The idea is to convert a random number between 0 and 1 into an outcome. Going back to the discrete case, using the Mario Kart example, we can break the interval [0, 1] into sub-intervals with widths equal to their probabilities. Visually, this might look like the following:
```{r, fig.height = 3, fig.width = 8}
mario <- tibble(
item = c("Banana", "Bob-omb", "Coin", "Horn", "Shell"),
prob = c(0.12, 0.05, 0.75, 0.03, 0.05)
) %>%
mutate(item = fct_reorder(item, prob)) %>%
arrange(desc(item)) %>%
mutate(right = cumsum(prob),
left = lag(right) %>% replace_na(0)) %>%
gather(key = "position", value = "step", left, right) %>%
group_by(item) %>%
mutate(middle = mean(step))
ggplot(mario, aes(x = step, y = item, group = item)) +
geom_line() +
geom_point() +
geom_text(aes(label = prob, x = middle), position = position_nudge(y = 0.25)) +
theme_minimal() +
labs(x = "Random number", y = "") +
scale_x_reverse(breaks = seq(0, 1, by = 0.25),
labels = seq(0, 1, by = 0.25) %>% rev())
```
We can make a similar plot for a Poisson(3) random variable (the y-axis is truncated because we can't plot all infinite outcomes):
```{r, fig.height = 3, fig.width = 8}
ggplot(tibble(x = 0:1), aes(x)) +
stat_function(fun = function(x) qpois(x, lambda = 3), n = 1000) +
theme_minimal() +
scale_y_continuous("Outcome", breaks = 0:8, limits = c(0, 8)) +
xlab("Random number")
```
Indeed, this plot is nothing other than the quantile function!
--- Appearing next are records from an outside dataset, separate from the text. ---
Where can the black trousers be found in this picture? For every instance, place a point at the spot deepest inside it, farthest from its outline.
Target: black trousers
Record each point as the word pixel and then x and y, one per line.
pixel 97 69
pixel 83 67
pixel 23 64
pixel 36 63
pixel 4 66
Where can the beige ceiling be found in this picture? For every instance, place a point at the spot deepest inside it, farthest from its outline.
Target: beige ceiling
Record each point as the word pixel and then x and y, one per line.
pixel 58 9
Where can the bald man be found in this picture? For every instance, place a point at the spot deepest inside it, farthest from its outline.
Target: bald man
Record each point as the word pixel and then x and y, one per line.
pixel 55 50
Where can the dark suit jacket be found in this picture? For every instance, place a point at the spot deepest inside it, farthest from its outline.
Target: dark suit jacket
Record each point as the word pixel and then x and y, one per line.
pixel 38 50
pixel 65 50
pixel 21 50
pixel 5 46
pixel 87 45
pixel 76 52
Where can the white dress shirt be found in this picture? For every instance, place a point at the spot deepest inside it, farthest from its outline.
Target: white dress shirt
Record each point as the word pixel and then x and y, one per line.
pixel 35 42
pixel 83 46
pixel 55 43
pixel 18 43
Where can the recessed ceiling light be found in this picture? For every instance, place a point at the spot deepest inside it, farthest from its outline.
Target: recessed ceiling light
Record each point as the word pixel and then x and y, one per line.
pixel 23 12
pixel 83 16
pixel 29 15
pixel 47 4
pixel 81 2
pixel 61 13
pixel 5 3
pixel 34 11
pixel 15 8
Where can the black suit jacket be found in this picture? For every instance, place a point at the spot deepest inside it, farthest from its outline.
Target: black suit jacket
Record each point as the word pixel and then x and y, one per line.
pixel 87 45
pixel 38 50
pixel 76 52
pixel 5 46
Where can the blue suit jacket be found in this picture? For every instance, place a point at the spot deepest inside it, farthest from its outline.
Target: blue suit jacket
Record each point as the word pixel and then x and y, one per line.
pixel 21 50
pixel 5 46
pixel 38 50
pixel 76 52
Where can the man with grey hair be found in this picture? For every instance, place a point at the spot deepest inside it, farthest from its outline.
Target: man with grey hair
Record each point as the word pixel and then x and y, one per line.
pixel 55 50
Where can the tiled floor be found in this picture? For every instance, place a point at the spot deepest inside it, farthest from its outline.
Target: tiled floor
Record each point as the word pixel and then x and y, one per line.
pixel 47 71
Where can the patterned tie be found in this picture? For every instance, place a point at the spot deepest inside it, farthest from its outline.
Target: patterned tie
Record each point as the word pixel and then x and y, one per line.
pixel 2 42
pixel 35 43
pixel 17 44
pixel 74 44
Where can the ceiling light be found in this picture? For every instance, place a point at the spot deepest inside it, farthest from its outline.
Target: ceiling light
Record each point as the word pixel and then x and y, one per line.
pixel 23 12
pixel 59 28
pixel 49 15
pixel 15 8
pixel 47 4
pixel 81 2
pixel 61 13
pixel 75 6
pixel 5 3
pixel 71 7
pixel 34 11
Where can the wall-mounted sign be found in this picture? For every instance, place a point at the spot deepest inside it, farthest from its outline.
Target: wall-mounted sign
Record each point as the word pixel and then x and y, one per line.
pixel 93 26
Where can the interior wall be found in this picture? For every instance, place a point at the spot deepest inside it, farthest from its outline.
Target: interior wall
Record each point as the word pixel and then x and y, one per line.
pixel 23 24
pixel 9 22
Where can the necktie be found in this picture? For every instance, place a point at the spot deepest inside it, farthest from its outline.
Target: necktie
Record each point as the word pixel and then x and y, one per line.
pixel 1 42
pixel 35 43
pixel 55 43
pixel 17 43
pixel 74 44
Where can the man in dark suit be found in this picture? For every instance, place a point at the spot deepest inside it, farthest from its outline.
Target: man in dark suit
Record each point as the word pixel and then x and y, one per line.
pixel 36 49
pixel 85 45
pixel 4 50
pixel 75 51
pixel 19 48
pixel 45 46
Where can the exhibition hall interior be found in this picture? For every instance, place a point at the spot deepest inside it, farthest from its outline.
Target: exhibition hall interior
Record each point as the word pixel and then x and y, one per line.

This idea extends to all random variables. If we want to generate an observation of a random variable $Y$ with quantile function $Q_Y$, just follow these two steps:
1. Generate a number $U$ completely at random between 0 and 1.
2. Calculate the observation as $Y = Q_Y(U)$.
For continuous random variables only, the opposite of this result also has important implications: if $Y$ is a continuous random variable with cdf $F_Y$, then $$F_Y(Y) \sim \text{Unif}(0,1).$$ This is important for p-values in hypothesis testing (DSCI 552+), transformations, and copulas (optional question on your lab assignment).